Other negative effects of folate deficiency
Other manifestations of folate deficiency are mouth ulcers, changes in the color of the skin, hair or nails. Women who don’t get enough folate are at risk of having babies with neural tube abnormalities; it also increases the chance of having a premature or low-birth-weight baby.
What foods are a source of folate
Beef liver is highly nutritious. Photo: Wolfram Strachwitz / Pixabay
Cow liver. It is one of the richest sources of folate. A 3-ounce serving of liver stew provides 215 mcg. The liver is known as the “multivitamin of nature”, it should be consumed in moderation. A single serving provides more than 100% vitamin B12, vitamin A and riboflavin (B2) and required copper per day.
Boiled spinach Half a cup of boiled spinach provides 131 mcg of folate. Raw spinach provides a lower amount of folate, a cup contains 58 mcg.
Black-eyed peas (cowpea). Half a cup of boiled peas provides 105 mcg of folate.
Folate-fortified breakfast cereals they usually contain 100 mcg, 25% of the recommended daily value.
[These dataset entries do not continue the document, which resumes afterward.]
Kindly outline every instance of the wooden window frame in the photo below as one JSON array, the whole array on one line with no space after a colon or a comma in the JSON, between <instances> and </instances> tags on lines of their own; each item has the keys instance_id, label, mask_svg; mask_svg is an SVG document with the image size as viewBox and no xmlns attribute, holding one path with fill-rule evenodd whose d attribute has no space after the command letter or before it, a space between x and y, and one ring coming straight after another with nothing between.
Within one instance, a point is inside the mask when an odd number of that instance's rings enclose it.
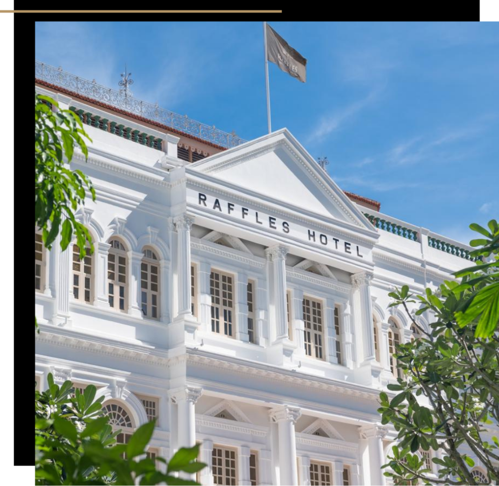
<instances>
[{"instance_id":1,"label":"wooden window frame","mask_svg":"<svg viewBox=\"0 0 499 486\"><path fill-rule=\"evenodd\" d=\"M218 288L217 282L218 282ZM233 339L236 337L236 323L234 320L235 314L234 282L234 275L231 273L212 269L210 274L210 294L212 300L211 306L212 332ZM228 287L225 290L223 288L224 284L227 285ZM230 291L229 286L231 288ZM216 294L217 290L218 295ZM229 302L231 303L230 306L229 305Z\"/></svg>"},{"instance_id":2,"label":"wooden window frame","mask_svg":"<svg viewBox=\"0 0 499 486\"><path fill-rule=\"evenodd\" d=\"M159 399L156 397L150 397L146 395L137 395L137 397L140 400L142 404L142 406L146 411L146 414L147 415L147 420L149 421L153 419L156 419L156 426L159 423ZM150 402L151 404L147 402ZM153 406L154 405L154 406ZM149 410L154 410L154 415L149 413Z\"/></svg>"},{"instance_id":3,"label":"wooden window frame","mask_svg":"<svg viewBox=\"0 0 499 486\"><path fill-rule=\"evenodd\" d=\"M215 476L216 476L215 467L216 466L216 467L217 468L219 467L218 465L214 465L213 464L214 457L215 457L218 458L219 457L218 456L214 456L214 453L216 451L220 451L222 453L221 456L220 456L220 457L221 457L222 459L222 465L221 467L221 469L222 469L221 477L222 478L222 480L221 482L220 483L217 482L217 481L215 479ZM233 469L234 471L234 482L231 482L230 483L227 483L227 476L226 475L227 468L226 466L225 461L224 460L228 459L228 458L227 457L226 453L229 453L229 454L230 454L231 453L233 453L234 454L234 467L233 468L232 467L230 467L229 468L231 470ZM230 461L232 460L232 458L230 457L229 457L228 459ZM213 475L213 484L214 485L238 484L239 481L239 471L238 471L238 450L233 447L226 447L224 446L220 446L219 445L216 445L214 444L213 450L212 451L212 473ZM220 477L220 475L217 474L217 478Z\"/></svg>"},{"instance_id":4,"label":"wooden window frame","mask_svg":"<svg viewBox=\"0 0 499 486\"><path fill-rule=\"evenodd\" d=\"M293 318L291 309L291 290L286 290L286 315L287 319L287 338L293 340Z\"/></svg>"},{"instance_id":5,"label":"wooden window frame","mask_svg":"<svg viewBox=\"0 0 499 486\"><path fill-rule=\"evenodd\" d=\"M333 319L334 319L334 333L336 334L336 359L338 361L338 364L343 364L343 353L342 352L341 346L342 341L341 339L341 308L339 304L334 306L333 310Z\"/></svg>"},{"instance_id":6,"label":"wooden window frame","mask_svg":"<svg viewBox=\"0 0 499 486\"><path fill-rule=\"evenodd\" d=\"M191 311L194 317L198 315L198 272L196 263L191 263Z\"/></svg>"},{"instance_id":7,"label":"wooden window frame","mask_svg":"<svg viewBox=\"0 0 499 486\"><path fill-rule=\"evenodd\" d=\"M374 317L373 317L373 334L374 337L374 357L376 358L376 360L379 363L379 330L378 328L378 323Z\"/></svg>"},{"instance_id":8,"label":"wooden window frame","mask_svg":"<svg viewBox=\"0 0 499 486\"><path fill-rule=\"evenodd\" d=\"M317 471L313 471L315 467L317 467ZM328 472L323 472L321 468L327 468ZM313 474L312 474L313 473ZM319 461L311 461L310 467L310 486L329 486L333 484L333 468L329 463L325 463ZM317 475L317 479L315 479L315 475ZM324 475L323 477L322 475ZM329 476L328 478L325 478L325 476Z\"/></svg>"},{"instance_id":9,"label":"wooden window frame","mask_svg":"<svg viewBox=\"0 0 499 486\"><path fill-rule=\"evenodd\" d=\"M305 354L316 359L325 361L326 353L324 347L324 302L318 299L304 295L303 306ZM317 322L314 322L314 320ZM307 325L309 327L307 327ZM320 327L320 330L314 329L314 326Z\"/></svg>"},{"instance_id":10,"label":"wooden window frame","mask_svg":"<svg viewBox=\"0 0 499 486\"><path fill-rule=\"evenodd\" d=\"M144 246L142 248L142 253L144 256L140 260L140 308L142 317L158 321L160 319L160 300L161 295L159 258L156 250L149 246ZM155 272L153 271L155 269ZM153 281L155 276L156 282ZM155 290L153 288L155 285L156 287ZM153 305L155 299L156 305ZM155 307L156 317L153 315Z\"/></svg>"},{"instance_id":11,"label":"wooden window frame","mask_svg":"<svg viewBox=\"0 0 499 486\"><path fill-rule=\"evenodd\" d=\"M256 344L256 322L254 318L255 288L255 281L251 279L248 280L248 285L247 286L248 306L248 340L253 344Z\"/></svg>"},{"instance_id":12,"label":"wooden window frame","mask_svg":"<svg viewBox=\"0 0 499 486\"><path fill-rule=\"evenodd\" d=\"M45 267L47 264L47 250L43 244L41 232L35 230L34 235L34 290L35 292L43 293L45 291ZM38 255L39 258L36 257ZM39 274L37 275L37 273ZM37 279L40 282L39 288L36 288Z\"/></svg>"},{"instance_id":13,"label":"wooden window frame","mask_svg":"<svg viewBox=\"0 0 499 486\"><path fill-rule=\"evenodd\" d=\"M252 466L251 464L251 456L254 457L254 466ZM251 469L254 470L254 480L251 479ZM258 451L250 451L250 482L251 484L251 486L257 486L257 485L259 485L258 483Z\"/></svg>"},{"instance_id":14,"label":"wooden window frame","mask_svg":"<svg viewBox=\"0 0 499 486\"><path fill-rule=\"evenodd\" d=\"M117 242L122 248L116 247L114 242ZM109 306L111 309L119 312L126 312L128 307L128 285L127 281L127 266L130 264L128 257L127 254L125 245L120 240L112 238L109 240L111 247L109 248L107 255L107 293ZM112 257L111 258L111 257ZM121 258L125 259L125 264L123 265ZM121 267L124 267L124 273L121 270ZM111 275L113 275L111 278ZM121 276L124 276L124 281L120 281ZM112 286L111 287L111 285ZM123 289L121 295L121 289ZM116 293L116 289L118 289ZM111 290L112 290L112 292ZM121 299L123 301L123 308L120 308Z\"/></svg>"},{"instance_id":15,"label":"wooden window frame","mask_svg":"<svg viewBox=\"0 0 499 486\"><path fill-rule=\"evenodd\" d=\"M93 255L90 253L90 247L85 248L86 252L83 261L80 258L80 247L73 243L71 272L73 277L71 287L73 296L75 300L85 304L92 304L94 300ZM90 272L88 271L89 269ZM88 292L88 299L87 300Z\"/></svg>"},{"instance_id":16,"label":"wooden window frame","mask_svg":"<svg viewBox=\"0 0 499 486\"><path fill-rule=\"evenodd\" d=\"M393 356L396 346L400 344L400 327L393 317L388 319L390 326L388 328L388 352L390 354L390 369L395 378L403 378L402 370L397 367L397 358Z\"/></svg>"}]
</instances>

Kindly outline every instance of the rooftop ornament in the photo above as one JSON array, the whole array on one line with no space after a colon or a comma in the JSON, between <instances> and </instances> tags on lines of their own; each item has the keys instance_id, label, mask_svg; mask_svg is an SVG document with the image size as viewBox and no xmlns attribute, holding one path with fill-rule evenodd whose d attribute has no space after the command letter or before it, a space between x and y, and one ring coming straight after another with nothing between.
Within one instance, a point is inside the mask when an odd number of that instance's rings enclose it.
<instances>
[{"instance_id":1,"label":"rooftop ornament","mask_svg":"<svg viewBox=\"0 0 499 486\"><path fill-rule=\"evenodd\" d=\"M246 140L238 137L234 132L229 133L216 128L213 125L202 123L169 110L160 108L157 103L142 101L133 96L129 86L133 84L131 73L127 71L121 74L119 90L103 86L98 83L85 79L64 71L60 66L54 67L34 61L34 77L70 91L79 93L93 99L110 105L121 110L157 121L175 130L193 135L211 143L227 148L237 147ZM94 80L95 81L95 80Z\"/></svg>"}]
</instances>

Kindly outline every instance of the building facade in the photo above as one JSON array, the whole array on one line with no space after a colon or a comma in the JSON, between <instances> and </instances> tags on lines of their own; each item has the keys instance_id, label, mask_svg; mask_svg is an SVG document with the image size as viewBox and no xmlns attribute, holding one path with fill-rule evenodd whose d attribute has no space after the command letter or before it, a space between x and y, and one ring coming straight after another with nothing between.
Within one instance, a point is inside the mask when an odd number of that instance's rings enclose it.
<instances>
[{"instance_id":1,"label":"building facade","mask_svg":"<svg viewBox=\"0 0 499 486\"><path fill-rule=\"evenodd\" d=\"M84 261L35 232L39 386L95 385L121 442L156 418L153 456L200 443L203 485L385 484L377 400L417 337L388 292L434 288L471 248L346 194L285 129L227 148L36 67L85 124L71 168L97 195Z\"/></svg>"}]
</instances>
Asparagus and Brussels sprouts. Four boiled spears of asparagus contain 89 mcg of folate. Half a cup of boiled Brussels sprouts provides 78 mcg.
Grated romaine lettuce, avocado, broccoli, boiled mustard greens, canned beans, and wheat germ also provide folate, although in lesser amounts.
How much folate is required per day?
Folate is required from young age to adulthood. The recommended daily amount depends on age. Adults over 19 years of age require 400 micrograms; pregnant women and adolescents 600 mcg and lactating women and adolescents 500 mcg.
The NIH states that folate found naturally in food is not harmful. However, you should not consume supplements or fortified foods that contain folate in amounts that exceed the maximum recommended limit. In adults they are 1,000 mcg.